Exploring Errors in Database Systems in Light of Cap Theorem

As we can see, there is an increased interest in terms of CAP theorem in database management applications which spans across various processing sites. CAP theorem discusses three important properties desired in every DBMS application:

C for Consistency

The primary goal of consistency is to ensure the multisite transactions follow the execution as a whole or nothing type of semantics, which is supported by the commercial database management systems. Also, if all replicas get assisted, then one may want these to have a consistent state.

A for Availability

Availability is essential for a database to be always up and running. In other terms, when there is a failure, the database should still function and keep on running by transferring the function over to a replica as needed. This is a feature that was first introduced by Tandem Computers a couple of decades back and is still popular.

P for Partition Tolerance

In case of any system or network failure, which may split the processing nodes into distinct groups that may not connect over a network to each other, partition tolerance should run in and allow independent processing to be run at both the subgroups equally.

In fact, the CAP theorem actually says that all these three goals of C, A, and P simultaneously in case of errors. So, in the case of commercial databases, we may have to drop one of these objectives.

In the NoSQL database commune, the CAP theorem is effectively used by the database developers and admins as justification for compromising the C – consistency. The majority of the NoSQL database systems may disallow transactions that tend to cross node boundaries, but consistency may be applicable only to those replicas. So, the CAP theorem may be put forth as a justification for giving the eventual consistency of replicas, which is done by replacing the goal of eventual consistency. As this notion is being raised, the guarantee is only for all the replicas to converge eventually to a similar state. When the network connectivity is re-established, and there is enough time for replica clean up, this justification compromises consistency to preserve availability and partition tolerance.

In this article, we are trying to explore this analysis and trying to discuss more possible dimensions to check out in terms of data recovery from errors. We also assume that a standard hardware mechanism with a set of local storage and data processing nodes set up in a cluster using the LAN net. These types of clusters are further connected together using a WAN. You can get a better insight into this from providers like RemoteDBA.com. While discussing this topic, we have to ideally start with the reason for database errors. Here is a list of errors, not comprehensive, though.

Database errors

Application errors

In these types of errors, applications may perform one or multiple incorrect updates. Basically, these may get unnoticed for several minutes or many hours. Here, you need to back-up the database to the point before an offending transaction, and then subsequent activities need to be reversed.

Repeatable database management systems errors

In this case, the data management system may crash on any given node. Running the same transactions at other processing nodes having the replica may cause back-ups to crash.

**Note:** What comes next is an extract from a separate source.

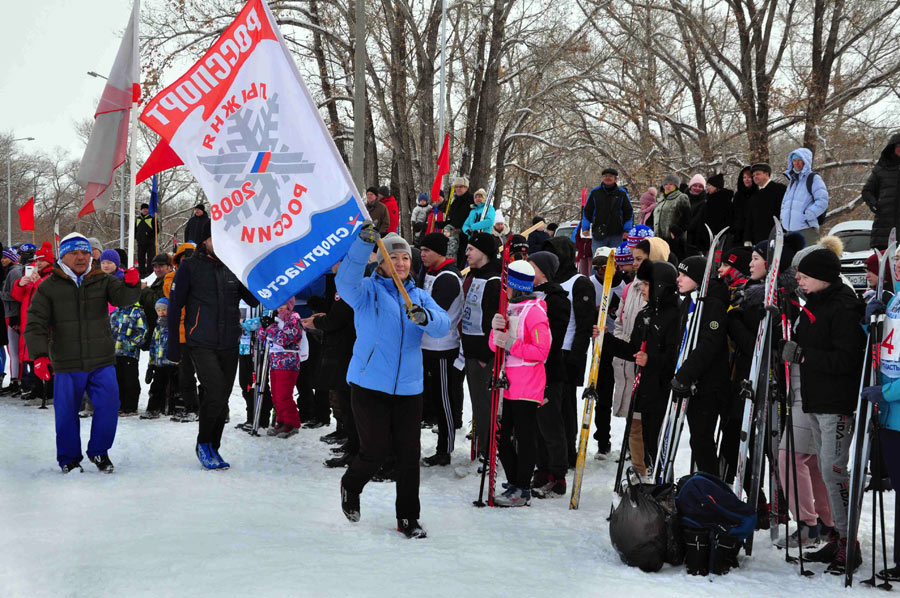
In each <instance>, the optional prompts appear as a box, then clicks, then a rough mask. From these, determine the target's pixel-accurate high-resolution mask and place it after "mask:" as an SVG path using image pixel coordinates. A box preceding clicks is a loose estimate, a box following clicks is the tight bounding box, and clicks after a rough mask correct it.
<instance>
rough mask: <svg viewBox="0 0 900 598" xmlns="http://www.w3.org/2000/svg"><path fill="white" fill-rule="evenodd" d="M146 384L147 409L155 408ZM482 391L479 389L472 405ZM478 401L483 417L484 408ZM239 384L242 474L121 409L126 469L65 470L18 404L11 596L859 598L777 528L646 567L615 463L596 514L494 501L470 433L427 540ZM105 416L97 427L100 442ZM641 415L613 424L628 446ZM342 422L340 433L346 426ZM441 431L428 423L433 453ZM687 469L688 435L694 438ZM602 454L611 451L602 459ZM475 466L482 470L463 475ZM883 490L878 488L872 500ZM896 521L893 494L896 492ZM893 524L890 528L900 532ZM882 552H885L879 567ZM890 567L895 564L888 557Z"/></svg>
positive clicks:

This error is also called Bohr bugs.

Unrepeatable database management systems errors

There is a slight twist in this case compared to repeatable DBMS errors. Also, the data gets crashed; however, the replica remains okay. This is caused most of the time by some weird cases which deal with some asynchronous database operations. These errors are also known as Heisenbugs.

OS Errors

In this case, the operating system crashes on a given node, and it further shows simply the blue screen failure.

Hardware failure at local clusters

Hardware failure may be anything ranging from memory failures to complete disk failures. Basically, these may further cause panic stops at the operating system level or the database management system level. However, at some points, these failures may also be shown up as Heisenbugs.

Network partitioning at local clusters

There could be a network partition in the local cluster, where the local area network is failed, and nodes cannot go further and communicate with other nodes.

A disaster

In this case, a local cluster may have been fully wiped out by a natural disaster like an earthquake, hurricane, or flood, etc. The cluster does not exist at all.

Networking failure in the WAN connecting the clusters together

In this case, the WAN fails as a whole, and the clusters are not able to communicate with each other.

The first two types of errors may cause an issue with the highly available scheme. In such cases, you will be at a deadlock to move ahead. Availability is fully unachievable in such cases. Replica consistency also becomes meaningless and the current state of DBMS is fully wrong. In case of a disaster, then the data is only recoverable if any local transaction can only be committed after an assurance for which a connected cluster will receive the transaction.

Some application builders may accept such a latency. However, the eventual consistency may not be guaranteed as the transaction may have been lost completely if the disaster happens at the local cluster prior to any transaction forwarded elsewhere.  So, the first two and the natural disaster errors can be considered as examples of situations where the CAP theorem may not be applicable. Any real-time database should be well prepared to effectively handle recovery in such cases.

In the case of LAN partition errors, which is very rare, if we replicate the LAN, the majority of instances may cause failure to a single node, which may degenerate the case of network partition survived by various algorithms. So, it is ideal for giving up the P in such cases rather than compromising on C. Considering the network failure error, there is a partition in the WAN network. In such an instance, most of the database admins can use the straightforward algorithms, as only a very small portion is only blocked. It also seems to be unwise to sacrifice consistency to achieve availability.

So, one may not give up the C so quickly as there are many real-time errors where the CAP is not applicable as such. Applying this theorem may be a bad tradeoff in many failure situations.